Aansprakelijkheid voor verbintenissen bij juridische splitsing en samenloop BW- en faillissementspauliana
Blog
Kunnen verbintenissen op basis van een partij-afspraak ondeelbaar worden gemaakt? Het antwoord op deze vraag is relevant voor de beoordeling in welke mate de rechtspersonen die bij een juridische splitsing zijn betrokken aansprakelijk worden of blijven voor de verbintenis in kwestie. De aansprakelijkheid na splitsing voor ondeelbare verbintenissen reikt verder dan die voor deelbare verbintenissen. Een contractspartij kan er daarom belang bij hebben om in de overeenkomst vast te leggen dat bepaalde daaruit voortvloeiende verbintenissen ondeelbaar zijn. Uit een recent arrest van de Hoge Raad volgt evenwel dat dit niet mogelijk is. Contractspartijen van de splitsende rechtspersoon kunnen dus niet op die manier invloed uitoefenen op de wettelijke verdeling van aansprakelijkheid tussen de rechtspersonen die partij zijn bij een juridische splitsing.
Achtergrond geschil
Het geschil dat aanleiding gaf voor het arrest werd al in 2012 voor het eerst bij de rechtbank aangebracht.
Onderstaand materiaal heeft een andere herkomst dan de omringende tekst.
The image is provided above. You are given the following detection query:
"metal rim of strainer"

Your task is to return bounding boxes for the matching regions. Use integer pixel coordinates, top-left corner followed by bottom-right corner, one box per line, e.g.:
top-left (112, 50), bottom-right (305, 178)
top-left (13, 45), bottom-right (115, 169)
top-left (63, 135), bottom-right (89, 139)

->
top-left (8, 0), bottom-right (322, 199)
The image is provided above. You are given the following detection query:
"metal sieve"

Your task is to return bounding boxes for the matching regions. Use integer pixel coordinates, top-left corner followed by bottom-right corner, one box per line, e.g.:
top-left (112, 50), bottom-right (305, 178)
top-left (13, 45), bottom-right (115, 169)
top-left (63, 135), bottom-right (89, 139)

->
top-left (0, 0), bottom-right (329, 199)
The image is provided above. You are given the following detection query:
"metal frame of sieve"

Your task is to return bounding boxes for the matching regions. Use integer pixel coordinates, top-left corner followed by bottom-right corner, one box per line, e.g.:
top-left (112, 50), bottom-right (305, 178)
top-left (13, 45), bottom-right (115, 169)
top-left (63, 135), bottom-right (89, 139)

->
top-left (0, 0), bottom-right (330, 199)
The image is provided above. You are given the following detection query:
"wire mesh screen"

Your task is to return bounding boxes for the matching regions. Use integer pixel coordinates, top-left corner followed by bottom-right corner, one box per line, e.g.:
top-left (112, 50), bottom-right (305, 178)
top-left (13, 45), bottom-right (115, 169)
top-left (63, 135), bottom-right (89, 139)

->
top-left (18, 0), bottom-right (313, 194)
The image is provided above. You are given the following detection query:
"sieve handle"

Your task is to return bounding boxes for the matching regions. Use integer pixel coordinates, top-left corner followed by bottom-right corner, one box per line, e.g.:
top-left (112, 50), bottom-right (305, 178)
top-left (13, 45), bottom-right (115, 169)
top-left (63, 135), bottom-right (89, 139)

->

Twee vennootschappen uit de Vesteda-groep (“Vesteda”) hebben een vordering op onder meer Megahome.nl Grond B.V. (“Megahome Grond”). Die vennootschap maakt onderdeel uit van de Megahome-groep. Rabobank heeft in 2007 een financiering van € 125 miljoen verstrekt aan de Megahome-groep en heeft in dat kader hypotheekrechten gevestigd met een zekerheidsbereik van circa € 25 miljoen. In 2009 heeft Rabobank besloten de financiering te beëindigen, althans niet op dezelfde voorwaarden te verlengen. Daarna is de Megahome-groep geherstructureerd. Binnen de groep hebben verschillende verkopen, juridische (af)splitsingen en juridische fusies plaatsgevonden. Onder meer is Megahome Grond opgericht. In 2010 zijn vervolgens nieuwe afspraken met Rabobank gemaakt. Het bedrag van de financiering bleef hierbij ongewijzigd, maar enkele voorwaarden werden aangepast en er werden aanvullende zekerheden bedongen. Een belangrijk deel van deze zekerheden is verstrekt door Megahome Grond, welke vennootschap nog niet bestond toen de kredietovereenkomst in 2007 werd aangegaan.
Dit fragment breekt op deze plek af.